NCT ID: NCT05181072 Completed - Tobacco Use Clinical Trials

Identify the Usefulness of In-person and Virtual Quit Smoking Programs

CEASE
Start date: January 5, 2022
Phase: N/A
Study type: Interventional

This study is a randomized community-based trial adapted to the needs of adults aged 21 years or older that is designed by an existing research partnership called Communities Engaged and Advocating for Smoke-free Environments (CEASE). The overarching goal of the proposed study is to apply a community-based approach to reduce tobacco use among low-income communities in Baltimore City.
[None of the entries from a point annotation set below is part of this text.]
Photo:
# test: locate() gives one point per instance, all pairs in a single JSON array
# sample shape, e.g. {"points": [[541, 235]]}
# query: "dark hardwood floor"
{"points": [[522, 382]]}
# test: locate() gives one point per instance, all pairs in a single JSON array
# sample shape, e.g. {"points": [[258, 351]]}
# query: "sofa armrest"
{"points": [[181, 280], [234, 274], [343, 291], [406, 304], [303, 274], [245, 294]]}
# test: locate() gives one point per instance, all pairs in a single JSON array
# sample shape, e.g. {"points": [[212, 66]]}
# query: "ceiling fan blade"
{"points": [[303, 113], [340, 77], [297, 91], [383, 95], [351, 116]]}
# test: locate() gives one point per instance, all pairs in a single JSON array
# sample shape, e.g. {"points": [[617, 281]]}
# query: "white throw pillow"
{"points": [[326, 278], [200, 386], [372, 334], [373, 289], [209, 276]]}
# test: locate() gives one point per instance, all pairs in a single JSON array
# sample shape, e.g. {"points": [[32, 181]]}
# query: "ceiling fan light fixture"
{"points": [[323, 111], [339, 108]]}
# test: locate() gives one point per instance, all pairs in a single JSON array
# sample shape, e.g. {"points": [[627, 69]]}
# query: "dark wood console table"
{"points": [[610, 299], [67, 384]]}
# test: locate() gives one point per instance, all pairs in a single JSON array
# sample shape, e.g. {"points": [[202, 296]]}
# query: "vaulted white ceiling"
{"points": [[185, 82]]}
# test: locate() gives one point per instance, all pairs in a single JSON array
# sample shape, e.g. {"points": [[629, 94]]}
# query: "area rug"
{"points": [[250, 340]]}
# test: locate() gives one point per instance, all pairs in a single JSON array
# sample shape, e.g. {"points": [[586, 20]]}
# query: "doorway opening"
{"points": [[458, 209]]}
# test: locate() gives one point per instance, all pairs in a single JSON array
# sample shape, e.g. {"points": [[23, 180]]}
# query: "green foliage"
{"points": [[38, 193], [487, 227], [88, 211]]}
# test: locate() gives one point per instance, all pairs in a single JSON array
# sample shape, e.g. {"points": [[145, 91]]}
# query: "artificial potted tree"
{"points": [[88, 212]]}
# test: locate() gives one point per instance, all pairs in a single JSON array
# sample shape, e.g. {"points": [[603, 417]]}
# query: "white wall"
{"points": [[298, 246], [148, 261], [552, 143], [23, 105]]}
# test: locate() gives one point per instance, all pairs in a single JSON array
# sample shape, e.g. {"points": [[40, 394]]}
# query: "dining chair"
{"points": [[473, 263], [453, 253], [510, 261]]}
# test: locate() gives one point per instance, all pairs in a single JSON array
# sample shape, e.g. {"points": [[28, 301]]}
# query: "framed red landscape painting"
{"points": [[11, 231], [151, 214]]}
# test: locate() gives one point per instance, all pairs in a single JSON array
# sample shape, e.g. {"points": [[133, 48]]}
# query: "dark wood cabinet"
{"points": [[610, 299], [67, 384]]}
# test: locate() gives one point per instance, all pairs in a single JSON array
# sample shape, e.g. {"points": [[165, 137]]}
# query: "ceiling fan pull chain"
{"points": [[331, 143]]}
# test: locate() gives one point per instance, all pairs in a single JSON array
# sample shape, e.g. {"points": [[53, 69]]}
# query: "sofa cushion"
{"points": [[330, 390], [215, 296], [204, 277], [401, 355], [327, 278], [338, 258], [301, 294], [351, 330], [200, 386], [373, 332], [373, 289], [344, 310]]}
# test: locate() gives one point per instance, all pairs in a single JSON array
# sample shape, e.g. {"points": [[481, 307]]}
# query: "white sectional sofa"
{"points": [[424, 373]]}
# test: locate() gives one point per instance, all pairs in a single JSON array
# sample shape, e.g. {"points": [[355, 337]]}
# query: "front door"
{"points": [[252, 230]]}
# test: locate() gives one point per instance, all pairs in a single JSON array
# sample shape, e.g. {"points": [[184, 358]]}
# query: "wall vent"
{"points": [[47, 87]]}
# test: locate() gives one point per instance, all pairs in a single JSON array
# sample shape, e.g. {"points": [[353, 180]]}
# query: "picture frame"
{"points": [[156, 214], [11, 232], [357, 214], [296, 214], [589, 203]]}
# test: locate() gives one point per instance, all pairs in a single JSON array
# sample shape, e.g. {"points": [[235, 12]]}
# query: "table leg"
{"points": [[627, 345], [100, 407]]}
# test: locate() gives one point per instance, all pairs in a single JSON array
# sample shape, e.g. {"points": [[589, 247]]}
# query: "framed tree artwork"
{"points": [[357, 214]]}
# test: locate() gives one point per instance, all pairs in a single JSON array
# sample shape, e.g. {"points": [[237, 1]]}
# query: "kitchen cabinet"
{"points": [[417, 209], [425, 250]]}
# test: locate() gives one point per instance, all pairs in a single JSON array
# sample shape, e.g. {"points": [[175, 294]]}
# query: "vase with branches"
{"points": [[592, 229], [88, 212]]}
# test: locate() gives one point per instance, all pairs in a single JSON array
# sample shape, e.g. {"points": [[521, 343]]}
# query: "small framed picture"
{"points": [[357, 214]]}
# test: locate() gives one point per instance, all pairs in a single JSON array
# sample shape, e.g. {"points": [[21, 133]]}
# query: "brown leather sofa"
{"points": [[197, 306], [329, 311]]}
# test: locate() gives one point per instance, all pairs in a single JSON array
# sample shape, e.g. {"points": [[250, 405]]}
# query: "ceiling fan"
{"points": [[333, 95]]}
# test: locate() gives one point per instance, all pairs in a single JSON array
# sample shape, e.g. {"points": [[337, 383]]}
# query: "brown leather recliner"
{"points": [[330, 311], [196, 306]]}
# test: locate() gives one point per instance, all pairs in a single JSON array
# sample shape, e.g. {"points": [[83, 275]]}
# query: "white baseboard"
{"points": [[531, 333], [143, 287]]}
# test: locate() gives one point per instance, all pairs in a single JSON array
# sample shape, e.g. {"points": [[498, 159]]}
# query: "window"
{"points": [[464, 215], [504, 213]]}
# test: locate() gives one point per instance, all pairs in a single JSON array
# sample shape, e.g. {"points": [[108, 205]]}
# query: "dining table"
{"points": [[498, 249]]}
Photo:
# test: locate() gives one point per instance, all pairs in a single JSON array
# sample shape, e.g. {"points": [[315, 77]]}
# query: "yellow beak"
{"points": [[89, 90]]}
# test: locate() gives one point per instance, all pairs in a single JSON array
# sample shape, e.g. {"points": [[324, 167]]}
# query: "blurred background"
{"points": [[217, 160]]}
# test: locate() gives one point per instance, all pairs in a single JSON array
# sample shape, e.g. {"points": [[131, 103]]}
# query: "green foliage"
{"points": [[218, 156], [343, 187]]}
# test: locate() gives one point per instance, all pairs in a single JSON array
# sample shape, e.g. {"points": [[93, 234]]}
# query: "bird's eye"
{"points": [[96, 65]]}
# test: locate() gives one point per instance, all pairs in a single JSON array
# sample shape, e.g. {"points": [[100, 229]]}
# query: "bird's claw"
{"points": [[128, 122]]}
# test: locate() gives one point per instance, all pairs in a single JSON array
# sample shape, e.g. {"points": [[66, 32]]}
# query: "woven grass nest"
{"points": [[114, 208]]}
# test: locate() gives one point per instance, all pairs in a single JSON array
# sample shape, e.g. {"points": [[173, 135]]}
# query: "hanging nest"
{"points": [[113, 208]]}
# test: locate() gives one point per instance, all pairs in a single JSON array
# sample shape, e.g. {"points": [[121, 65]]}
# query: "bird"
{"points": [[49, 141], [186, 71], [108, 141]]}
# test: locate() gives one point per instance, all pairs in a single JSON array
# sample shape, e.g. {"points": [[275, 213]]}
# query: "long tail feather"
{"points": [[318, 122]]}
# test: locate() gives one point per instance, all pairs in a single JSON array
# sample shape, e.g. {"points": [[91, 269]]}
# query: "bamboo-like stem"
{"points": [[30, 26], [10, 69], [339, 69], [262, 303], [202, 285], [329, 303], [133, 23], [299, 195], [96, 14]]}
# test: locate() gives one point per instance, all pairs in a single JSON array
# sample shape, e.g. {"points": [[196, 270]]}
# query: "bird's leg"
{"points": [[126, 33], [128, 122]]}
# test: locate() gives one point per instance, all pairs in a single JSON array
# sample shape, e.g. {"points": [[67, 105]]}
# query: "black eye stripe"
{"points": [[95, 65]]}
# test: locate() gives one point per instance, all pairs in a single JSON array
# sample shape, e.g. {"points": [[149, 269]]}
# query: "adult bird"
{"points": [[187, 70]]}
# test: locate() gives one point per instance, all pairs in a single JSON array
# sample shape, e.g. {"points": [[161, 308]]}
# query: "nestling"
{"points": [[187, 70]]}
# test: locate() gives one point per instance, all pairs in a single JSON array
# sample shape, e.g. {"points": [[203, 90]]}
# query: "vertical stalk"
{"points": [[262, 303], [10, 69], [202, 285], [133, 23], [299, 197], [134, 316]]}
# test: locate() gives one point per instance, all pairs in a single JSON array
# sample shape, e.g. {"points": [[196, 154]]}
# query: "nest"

The study setting represents three underserved communities in Baltimore City: the Oldtown/Middle East, the Waverlies, Poppleton/The Terraces/Hollins Market, and Washington Village/Pigtown. Poppleton/The Terraces/Hollins Market and Washington Village/Pigtown will be considered as one community. The three communities have been randomly allocated to one of the three arms of the study: 1) Virtual intervention, 2) Enhanced in-person intervention, and 3) The control community. The Waverlies was assigned to virtual, the Middle East was assigned to be the in-person group, and Poppleton/The Terraces/Hollins Market and Washington Village/Pigtown became the self-help/control group. The goal of the trial is to assess the effectiveness of virtual versus in-person versions of a smoking cessation program in terms of their success rates (quitting and staying quit). The study's primary hypothesis is that the smoking cessation rate will be equal to or higher in the virtual peer-motivation arm than the in-person and self-help/ control arms. The secondary hypothesis is that the retention rate will differ among the three interventions (virtual peer-motivation, enhanced in-person peer-motivation, and self-help/control community). Virtual and enhanced in-person versions of the CEASE Today Peer-Motivation Intervention were developed and pilot-tested during the first and second years based on local data and input from partnering communities. The enhanced in-person intervention will utilize the existing CEASE Today Tobacco Cessation Manual with improvements. The virtual intervention will use a newly developed CEASE website with smoking cessation modules and lessons that mirror the CEASE Today Tobacco Cessation Manual. Trained peer-motivators will deliver the intervention and be actively involved in recruiting the participants, motivation enhancement, group facilitation, and counseling.